Bareskrim Polri membongkar praktik produksi oli palsu yang berada di sembilan gudang dalam wilayah Gresik dan Sidoarjo, Jawa Timur. Praktik ini telah berjalan selama tiga tahun, persisnya mulai dari tahun 2020.
Dirtipidter Bareskrim Polri Brigjen Hersadwi Rusdiyono mengatakan, sebanyak lima orang ditetapkan sebagai tersangka atas kasus tersebut. Mereka adalah AH, AK, FN, AL, dan AW.
"AH ini pemilik usaha, kemudian AK dan FN pemilik usaha, AL alias TOM ini bagian operasional, dan kelima adalah AW ini juga bagian operasional," katanya di Mabes Polri, Kamis (8/6).
Menurut Hersadwi, dalam penggerebekan itu polisi menyita 19 mesin berbagai jenis untuk proses produksi, 27 alat cetak berbagai jenis untuk proses pembuatan kemasan, 150 sticker untuk label kemasan, 2.500 kardus bertulisan kemasan oli ternama, dua mobil untuk mengangkut hasil produksi.
Polisi juga mengamankan 50 drum oli belum dicampur pewarna, enam drum sisa oli, 47 penyimpanan oli, 10 karung biji plastik, dua karung polimaster, 35.730 botol oli mesin motor berbagai merek siap edar, 1.203 botol oli mesin mobil berbagai merek siap edar, 397.389 botol oli motor berbagai merek dalam kondisi kosong, dan 284.350 botol oli mobil berbagai merek dalam bentuk kosong.
"Barang bukti yang kami sita ada 35.730 botol oli mesin motor berbagai jenis dan berlabel merek terkenal dikemas dalam kardus kemasaan 0,8 dan 1 liter yang siap edar. Kemudian barang bukti 1.203 pispot oli mesin mobil berbagai jenis dikemas dalam kardus kemasaan 3,5 dan 4 liter ini siap edar," ucapnya.
Ia menyampaikan, mereka menggunakan sejumlah bahan kimia untuk membuatnya. Mesin blending (peleburan), cairan oli, pewarna kimia, zat kimia pelarut atau etilen glicol dipakai namun tanpa uji lab.
Mereka bahkan juga menggunakan mesin kemas, cetak, dan printing label tutup botol kardus. Tentunya, supaya memiliki segel yang sama dengan merek dagang terkenal, seperti Honda, Yamaha, Pertamina, dan lain-lain.
“Total nilainya itu kalau per bulan ini kan ada tiga gudang yang dijadikan pabrik, per gudang itu Rp 6,5 miliar. Jadi dikali tiga kurang lebih sekitar Rp 20 miliar per bulan,” tuturnya.

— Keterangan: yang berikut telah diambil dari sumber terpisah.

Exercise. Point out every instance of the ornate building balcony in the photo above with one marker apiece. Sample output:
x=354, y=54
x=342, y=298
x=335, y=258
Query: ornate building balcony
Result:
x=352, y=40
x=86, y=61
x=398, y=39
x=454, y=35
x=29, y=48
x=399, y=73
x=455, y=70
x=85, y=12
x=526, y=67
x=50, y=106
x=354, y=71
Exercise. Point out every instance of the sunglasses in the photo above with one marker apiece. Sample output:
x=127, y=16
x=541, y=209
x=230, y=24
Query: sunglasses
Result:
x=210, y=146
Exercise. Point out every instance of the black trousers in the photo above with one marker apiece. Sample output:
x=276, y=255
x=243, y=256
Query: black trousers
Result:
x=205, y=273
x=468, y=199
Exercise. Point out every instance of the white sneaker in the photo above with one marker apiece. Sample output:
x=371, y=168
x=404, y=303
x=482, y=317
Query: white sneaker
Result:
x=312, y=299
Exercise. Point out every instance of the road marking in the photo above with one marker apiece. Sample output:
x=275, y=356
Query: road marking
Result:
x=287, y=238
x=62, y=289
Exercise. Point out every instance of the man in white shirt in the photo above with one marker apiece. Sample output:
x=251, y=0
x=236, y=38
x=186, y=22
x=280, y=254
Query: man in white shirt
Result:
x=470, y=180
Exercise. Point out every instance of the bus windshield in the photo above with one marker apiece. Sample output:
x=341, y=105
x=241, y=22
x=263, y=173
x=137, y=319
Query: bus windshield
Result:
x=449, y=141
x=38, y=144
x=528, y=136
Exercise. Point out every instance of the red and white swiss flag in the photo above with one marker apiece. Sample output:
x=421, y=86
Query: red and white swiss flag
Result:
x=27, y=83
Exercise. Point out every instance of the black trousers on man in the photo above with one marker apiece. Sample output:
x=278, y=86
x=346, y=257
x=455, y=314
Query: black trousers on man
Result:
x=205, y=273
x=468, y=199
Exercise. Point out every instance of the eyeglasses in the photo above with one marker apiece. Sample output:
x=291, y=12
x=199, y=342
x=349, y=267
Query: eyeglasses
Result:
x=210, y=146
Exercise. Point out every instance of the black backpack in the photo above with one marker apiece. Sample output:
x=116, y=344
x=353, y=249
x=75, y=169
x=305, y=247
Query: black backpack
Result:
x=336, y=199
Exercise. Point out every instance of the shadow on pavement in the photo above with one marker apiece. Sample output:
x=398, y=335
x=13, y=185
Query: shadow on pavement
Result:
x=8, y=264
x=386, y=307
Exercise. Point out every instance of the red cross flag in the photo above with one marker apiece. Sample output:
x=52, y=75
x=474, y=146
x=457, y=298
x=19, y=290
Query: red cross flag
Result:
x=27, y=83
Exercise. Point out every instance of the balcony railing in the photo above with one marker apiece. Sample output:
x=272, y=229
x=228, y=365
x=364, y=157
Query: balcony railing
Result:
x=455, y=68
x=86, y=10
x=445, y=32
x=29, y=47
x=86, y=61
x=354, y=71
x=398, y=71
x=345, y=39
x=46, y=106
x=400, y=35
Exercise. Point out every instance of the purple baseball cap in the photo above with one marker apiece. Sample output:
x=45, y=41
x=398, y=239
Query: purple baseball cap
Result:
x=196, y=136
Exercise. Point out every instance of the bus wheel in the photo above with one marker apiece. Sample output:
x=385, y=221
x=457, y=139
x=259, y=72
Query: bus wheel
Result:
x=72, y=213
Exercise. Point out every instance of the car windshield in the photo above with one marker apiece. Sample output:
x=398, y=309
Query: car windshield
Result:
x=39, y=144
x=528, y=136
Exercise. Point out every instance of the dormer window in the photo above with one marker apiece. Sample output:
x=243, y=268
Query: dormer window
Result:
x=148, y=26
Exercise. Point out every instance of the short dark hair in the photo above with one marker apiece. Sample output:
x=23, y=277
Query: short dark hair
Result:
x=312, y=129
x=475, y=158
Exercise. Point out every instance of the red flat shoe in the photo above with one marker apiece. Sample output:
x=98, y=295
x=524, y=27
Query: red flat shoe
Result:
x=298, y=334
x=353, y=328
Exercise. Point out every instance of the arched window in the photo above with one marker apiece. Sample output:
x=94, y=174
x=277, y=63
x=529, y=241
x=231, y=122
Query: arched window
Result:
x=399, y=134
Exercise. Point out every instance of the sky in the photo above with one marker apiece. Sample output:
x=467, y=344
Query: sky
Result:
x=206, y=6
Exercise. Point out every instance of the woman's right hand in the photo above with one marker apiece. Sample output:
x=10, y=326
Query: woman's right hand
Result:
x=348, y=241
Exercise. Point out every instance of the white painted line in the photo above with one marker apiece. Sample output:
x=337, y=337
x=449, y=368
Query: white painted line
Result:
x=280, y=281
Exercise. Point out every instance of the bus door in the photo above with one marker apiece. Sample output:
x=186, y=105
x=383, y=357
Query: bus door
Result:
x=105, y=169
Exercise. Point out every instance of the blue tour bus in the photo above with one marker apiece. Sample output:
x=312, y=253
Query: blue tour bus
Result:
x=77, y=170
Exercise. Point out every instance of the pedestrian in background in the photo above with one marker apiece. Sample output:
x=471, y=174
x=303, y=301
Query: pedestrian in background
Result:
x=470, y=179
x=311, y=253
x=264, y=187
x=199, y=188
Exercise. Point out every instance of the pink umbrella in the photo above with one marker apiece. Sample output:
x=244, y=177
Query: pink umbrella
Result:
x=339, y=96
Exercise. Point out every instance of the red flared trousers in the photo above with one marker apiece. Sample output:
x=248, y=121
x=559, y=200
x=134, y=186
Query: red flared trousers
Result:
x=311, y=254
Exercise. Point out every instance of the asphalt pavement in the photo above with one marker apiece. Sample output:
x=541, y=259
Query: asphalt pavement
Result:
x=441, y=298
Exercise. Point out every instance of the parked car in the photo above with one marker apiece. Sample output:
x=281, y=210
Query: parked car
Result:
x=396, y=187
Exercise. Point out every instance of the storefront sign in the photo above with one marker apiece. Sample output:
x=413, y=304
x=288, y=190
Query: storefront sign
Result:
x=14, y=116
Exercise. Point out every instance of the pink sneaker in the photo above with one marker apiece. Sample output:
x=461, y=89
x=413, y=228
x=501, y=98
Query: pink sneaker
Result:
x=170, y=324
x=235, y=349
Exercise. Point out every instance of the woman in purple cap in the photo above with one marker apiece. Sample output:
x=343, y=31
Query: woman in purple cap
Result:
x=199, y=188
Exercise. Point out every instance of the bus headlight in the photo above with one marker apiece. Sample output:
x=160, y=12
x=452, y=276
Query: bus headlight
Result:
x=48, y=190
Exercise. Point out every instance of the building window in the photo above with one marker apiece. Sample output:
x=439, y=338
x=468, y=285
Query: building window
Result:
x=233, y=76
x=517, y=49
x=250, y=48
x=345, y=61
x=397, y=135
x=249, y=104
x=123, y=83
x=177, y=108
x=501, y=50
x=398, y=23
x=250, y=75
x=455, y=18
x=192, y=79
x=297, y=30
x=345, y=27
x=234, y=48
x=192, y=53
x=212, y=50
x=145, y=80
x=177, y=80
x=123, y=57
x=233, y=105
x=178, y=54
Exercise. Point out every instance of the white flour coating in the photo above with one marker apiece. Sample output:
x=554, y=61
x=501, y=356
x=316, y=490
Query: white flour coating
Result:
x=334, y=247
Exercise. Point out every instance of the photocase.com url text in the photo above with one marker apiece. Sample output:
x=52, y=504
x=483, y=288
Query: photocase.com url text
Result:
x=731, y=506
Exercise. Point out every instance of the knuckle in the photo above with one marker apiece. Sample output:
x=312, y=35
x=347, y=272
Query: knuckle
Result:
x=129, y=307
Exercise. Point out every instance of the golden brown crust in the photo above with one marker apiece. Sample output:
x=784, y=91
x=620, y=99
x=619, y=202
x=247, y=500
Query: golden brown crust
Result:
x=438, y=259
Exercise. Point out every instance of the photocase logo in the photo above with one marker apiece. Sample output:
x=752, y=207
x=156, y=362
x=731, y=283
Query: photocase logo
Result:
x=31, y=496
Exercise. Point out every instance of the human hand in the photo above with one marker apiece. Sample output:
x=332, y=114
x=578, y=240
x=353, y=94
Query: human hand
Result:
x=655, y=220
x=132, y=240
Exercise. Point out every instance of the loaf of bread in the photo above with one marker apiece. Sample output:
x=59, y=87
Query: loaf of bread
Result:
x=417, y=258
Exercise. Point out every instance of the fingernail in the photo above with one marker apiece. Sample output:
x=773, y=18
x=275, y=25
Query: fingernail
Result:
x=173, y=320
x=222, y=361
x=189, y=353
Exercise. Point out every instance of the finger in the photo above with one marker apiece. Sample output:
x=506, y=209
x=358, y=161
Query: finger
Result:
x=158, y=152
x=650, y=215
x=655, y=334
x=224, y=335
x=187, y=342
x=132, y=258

Dalam perkara ini, tersangka dijerat dengan Pasal 100 ayat 1 dan atau ayat 2 UU nomor 20 tahun 2016 tentang merek dan indikasi geografis yang ancaman hukumannya 5 tahun atau denda paling banyak Rp2 miliar.
Kemudian, Pasal 120 ayat 1 Jo Pasal 53 ayat 1 huruf b UU No 3 Tahun 2014 tentang Perindustrian dengan ancaman hukuman paling lama 5 tahun dan denda paling banyak Rp3 miliar. Pasal 2 ayat 1 Jo pasal 8 ayat 1 huruf a dan d UU No 8 Tahun 1999 tentang Perlindungan Konsumen dengan ancaman hukuman penjara paling lama 5 tahun dan pidana denda paling banyak Rp2 miliar.